Wednesday, April 04, 2007

French Concerned With Electronic Voting Skullduggery

This article uses a bad example to illustrate the pitfalls of relying on modern voting systems.

The real problem with electronic voting happens when you never know anything has gone wrong, not newsmaking clusterfucks like last fall in Sarasota.

For France's Socialists, among others, the coming presidential election could descend into a nightmare like last fall's in Florida.

This is the first presidential election in France to use paperless computer voting. As many as 1.5 million of the 44.5 million registered voters are expected to cast their ballots electronically in more than 80 municipalities around the country.

But with election day less than three weeks away, opposition to the electronic voting machines has grown, in part because a small percentage of them are made by the same American company whose machines were involved in a bitterly disputed Congressional election in Florida last November.

"We have doubts about the reliability of these machines," Gilles Savary, a spokesman for Ségolène Royal, the Socialist Party candidate, said in an interview. "I don't want to lecture America. But we don't want France to fall into the same Kafkaesque balloting as happened in the United States."
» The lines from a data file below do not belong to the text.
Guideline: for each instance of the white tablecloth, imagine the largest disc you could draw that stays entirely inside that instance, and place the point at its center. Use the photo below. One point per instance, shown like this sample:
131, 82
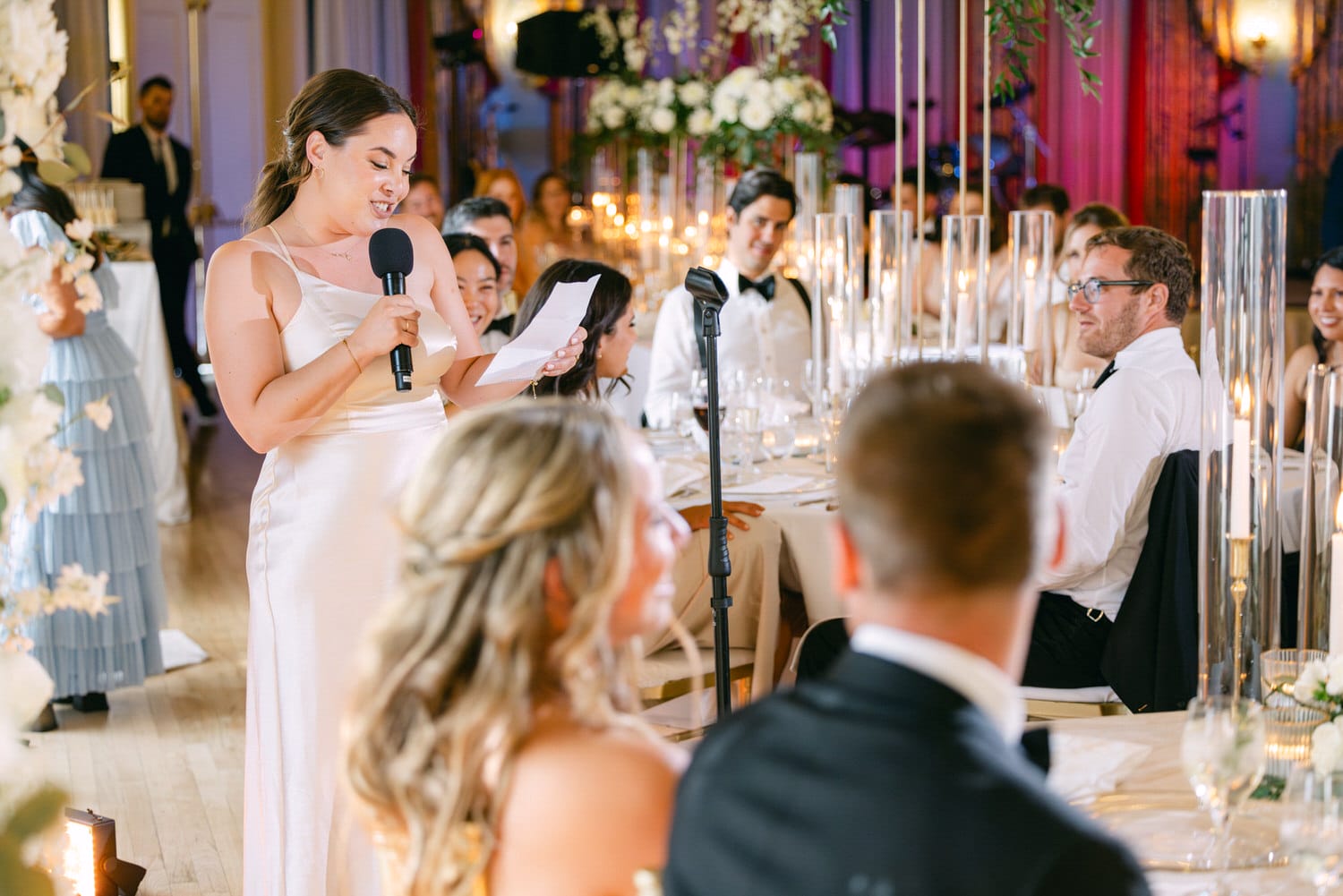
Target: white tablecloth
140, 321
1159, 782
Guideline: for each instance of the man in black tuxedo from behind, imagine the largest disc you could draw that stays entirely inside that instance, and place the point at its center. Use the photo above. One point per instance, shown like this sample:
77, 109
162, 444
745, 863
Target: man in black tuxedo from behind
148, 155
900, 770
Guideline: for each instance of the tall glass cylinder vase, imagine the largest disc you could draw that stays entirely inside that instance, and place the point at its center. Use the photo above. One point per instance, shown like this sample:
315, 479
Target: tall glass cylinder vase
808, 188
1319, 619
709, 201
832, 311
964, 289
889, 285
1241, 453
1031, 329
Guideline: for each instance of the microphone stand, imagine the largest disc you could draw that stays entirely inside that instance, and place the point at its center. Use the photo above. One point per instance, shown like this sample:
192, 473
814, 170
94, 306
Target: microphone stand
709, 294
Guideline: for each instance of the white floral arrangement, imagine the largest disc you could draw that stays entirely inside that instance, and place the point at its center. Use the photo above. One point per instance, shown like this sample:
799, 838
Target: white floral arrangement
751, 110
1321, 687
32, 469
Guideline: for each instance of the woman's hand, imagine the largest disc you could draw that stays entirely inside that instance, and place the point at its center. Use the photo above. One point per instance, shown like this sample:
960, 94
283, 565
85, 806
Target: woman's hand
697, 517
391, 321
564, 359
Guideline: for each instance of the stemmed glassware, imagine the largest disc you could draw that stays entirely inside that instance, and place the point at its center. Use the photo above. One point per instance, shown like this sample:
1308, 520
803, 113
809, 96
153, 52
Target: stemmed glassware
1224, 756
1313, 826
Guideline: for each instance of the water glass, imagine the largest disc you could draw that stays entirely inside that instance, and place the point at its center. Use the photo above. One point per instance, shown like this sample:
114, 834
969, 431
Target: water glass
1224, 755
1313, 826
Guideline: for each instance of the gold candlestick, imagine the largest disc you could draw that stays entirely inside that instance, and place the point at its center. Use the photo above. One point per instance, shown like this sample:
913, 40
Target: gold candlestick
1240, 573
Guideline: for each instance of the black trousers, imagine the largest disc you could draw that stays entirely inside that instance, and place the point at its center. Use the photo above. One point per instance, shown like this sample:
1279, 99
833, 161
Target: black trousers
174, 270
1066, 644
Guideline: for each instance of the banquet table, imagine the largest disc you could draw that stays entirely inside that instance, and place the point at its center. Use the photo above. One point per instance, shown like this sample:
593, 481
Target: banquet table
140, 321
1154, 809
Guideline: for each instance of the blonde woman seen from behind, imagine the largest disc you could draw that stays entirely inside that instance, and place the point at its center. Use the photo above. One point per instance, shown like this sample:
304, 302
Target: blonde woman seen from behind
492, 743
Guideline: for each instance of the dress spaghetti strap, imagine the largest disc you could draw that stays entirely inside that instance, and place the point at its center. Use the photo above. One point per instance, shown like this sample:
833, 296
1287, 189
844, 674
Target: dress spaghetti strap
284, 249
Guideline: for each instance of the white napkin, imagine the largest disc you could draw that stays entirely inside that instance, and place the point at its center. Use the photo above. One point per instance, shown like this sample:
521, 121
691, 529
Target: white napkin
680, 474
779, 484
1082, 769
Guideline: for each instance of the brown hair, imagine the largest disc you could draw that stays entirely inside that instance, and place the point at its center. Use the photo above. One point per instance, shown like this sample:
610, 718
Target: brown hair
338, 104
1158, 257
943, 479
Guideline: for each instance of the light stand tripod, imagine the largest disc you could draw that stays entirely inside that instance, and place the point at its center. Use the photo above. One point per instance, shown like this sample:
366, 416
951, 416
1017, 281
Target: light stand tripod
709, 294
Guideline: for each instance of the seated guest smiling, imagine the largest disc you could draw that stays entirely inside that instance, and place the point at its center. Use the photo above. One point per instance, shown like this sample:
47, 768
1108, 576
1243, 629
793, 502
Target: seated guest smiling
489, 219
477, 279
900, 770
493, 742
754, 547
767, 319
1130, 295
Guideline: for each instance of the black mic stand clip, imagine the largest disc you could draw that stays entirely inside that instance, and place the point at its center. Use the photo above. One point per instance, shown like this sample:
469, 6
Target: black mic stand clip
709, 294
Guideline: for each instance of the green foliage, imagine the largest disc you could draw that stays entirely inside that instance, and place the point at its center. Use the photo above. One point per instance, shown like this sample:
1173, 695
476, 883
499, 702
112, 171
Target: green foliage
1020, 26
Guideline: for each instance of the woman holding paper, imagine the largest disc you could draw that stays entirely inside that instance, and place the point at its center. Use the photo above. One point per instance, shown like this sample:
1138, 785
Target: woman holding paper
755, 546
300, 336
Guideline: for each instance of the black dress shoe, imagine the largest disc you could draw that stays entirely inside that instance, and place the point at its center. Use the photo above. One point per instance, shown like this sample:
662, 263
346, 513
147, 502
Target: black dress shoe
91, 702
45, 721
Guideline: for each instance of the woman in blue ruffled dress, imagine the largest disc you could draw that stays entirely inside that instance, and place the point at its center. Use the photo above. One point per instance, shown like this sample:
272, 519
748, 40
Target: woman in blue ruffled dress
107, 523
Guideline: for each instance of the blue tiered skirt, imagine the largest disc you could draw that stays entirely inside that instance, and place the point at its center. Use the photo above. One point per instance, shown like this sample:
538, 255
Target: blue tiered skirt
107, 525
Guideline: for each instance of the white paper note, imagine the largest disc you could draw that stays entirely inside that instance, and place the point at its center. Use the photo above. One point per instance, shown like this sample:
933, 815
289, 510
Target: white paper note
548, 332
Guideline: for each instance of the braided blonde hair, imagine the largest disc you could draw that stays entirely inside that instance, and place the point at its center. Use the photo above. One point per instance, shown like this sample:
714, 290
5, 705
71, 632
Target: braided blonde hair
465, 656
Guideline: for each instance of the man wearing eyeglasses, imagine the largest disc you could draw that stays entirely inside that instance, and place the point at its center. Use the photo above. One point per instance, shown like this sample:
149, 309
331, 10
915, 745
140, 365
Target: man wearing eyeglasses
1130, 297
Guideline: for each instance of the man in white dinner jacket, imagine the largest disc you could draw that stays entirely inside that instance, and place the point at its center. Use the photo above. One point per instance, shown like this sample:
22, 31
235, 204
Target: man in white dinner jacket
1130, 297
766, 322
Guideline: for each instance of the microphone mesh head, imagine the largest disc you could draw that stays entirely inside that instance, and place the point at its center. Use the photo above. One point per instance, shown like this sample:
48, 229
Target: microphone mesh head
389, 252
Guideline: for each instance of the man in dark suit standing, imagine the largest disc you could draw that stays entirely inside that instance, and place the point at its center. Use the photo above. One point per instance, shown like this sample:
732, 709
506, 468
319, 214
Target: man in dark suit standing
900, 770
148, 155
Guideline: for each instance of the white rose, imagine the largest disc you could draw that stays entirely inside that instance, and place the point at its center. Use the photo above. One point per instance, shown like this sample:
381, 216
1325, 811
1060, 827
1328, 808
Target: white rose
663, 121
700, 123
757, 115
99, 413
26, 692
1334, 670
1326, 747
1313, 676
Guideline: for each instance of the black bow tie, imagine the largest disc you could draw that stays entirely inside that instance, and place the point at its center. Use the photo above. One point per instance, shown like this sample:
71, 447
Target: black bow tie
1104, 375
765, 285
Last week, the Socialist Party called for a moratorium on using the machines until their reliability could be determined. The party also wants a debate on the issue in Parliament.


"Reliability" is not really the issue.

Electronic voting technology -- as used in modern political skullduggery -- can deliver extremely "reliable" results for those who seek to manipulate the tally.

The French should be focusing instead on engineered access that enables electoral abuses.

These machines are only as honest as the people who handle them.